SEOUL, Feb. 24 (Korea Bizwire) — CJ Korea Express, CJ Group’s logistics arm, has failed in its takeover bid for APL Logistics, allegedly due to group chairman Lee Jae-Hyun’s absence, which has been ongoing for two years now. Lee Jae-Hyun is currently hospitalized, with the Seoul High Court’s verdict on him still effective. He was sentenced to three years in prison and fined for malpractice and tax evasion.
CJ Korea Express was considered to be an ideal candidate to buy APL Logistics last year, but it lost the deal to Japan’s Kintetsu World Express (KWE) on February 13. The APL Logistics buyout was to bring CJ Korea Express an opportunity to compete with global logistics companies, as its acquisition target is a strong holder of Asian and North American distribution networks regarding various products ranging from automobiles to electronics.

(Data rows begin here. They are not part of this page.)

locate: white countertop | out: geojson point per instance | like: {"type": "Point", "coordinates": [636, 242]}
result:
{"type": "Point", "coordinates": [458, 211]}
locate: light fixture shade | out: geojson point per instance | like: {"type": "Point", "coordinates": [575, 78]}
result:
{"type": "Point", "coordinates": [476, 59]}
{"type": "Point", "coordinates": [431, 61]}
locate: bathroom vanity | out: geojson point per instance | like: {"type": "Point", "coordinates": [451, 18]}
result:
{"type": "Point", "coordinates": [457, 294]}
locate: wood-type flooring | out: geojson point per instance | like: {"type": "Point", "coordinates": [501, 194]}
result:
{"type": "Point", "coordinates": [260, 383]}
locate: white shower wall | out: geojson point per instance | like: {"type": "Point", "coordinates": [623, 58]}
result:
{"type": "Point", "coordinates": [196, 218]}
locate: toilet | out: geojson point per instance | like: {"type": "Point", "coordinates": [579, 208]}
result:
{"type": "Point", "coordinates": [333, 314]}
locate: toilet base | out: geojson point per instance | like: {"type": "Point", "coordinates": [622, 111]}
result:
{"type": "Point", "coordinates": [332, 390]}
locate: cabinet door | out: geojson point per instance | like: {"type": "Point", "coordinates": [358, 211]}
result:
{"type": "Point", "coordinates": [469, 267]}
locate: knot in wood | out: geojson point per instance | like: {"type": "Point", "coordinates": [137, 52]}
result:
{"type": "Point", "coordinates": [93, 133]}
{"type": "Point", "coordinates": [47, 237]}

This fallout is supposedly due to a lack of clear and purposeful decision making from the group’s current CEO Sohn Kyung-Shik, according to a high-ranking CJ Group official. This individual said that the group’s current CEO and board members are bound to make conservative decisions when it comes to setting prices.
The individual also said that the absence of Lee Jae-Hyun is finally starting to affect the group in a substantial way. Although several firms have approached CJ to make deals to expand CGV theaters in South Asian markets, and to propose a merger with CJ O Shopping, no progress has been made due a lack of decisive execution, said the individual.
The group’s investment in 2013 during Lee’s absence was 2.6 trillion won (US$ 2.34 billion), which was 20 percent lower than the planned amount. CJ Group had been expanding its investment up until 2012.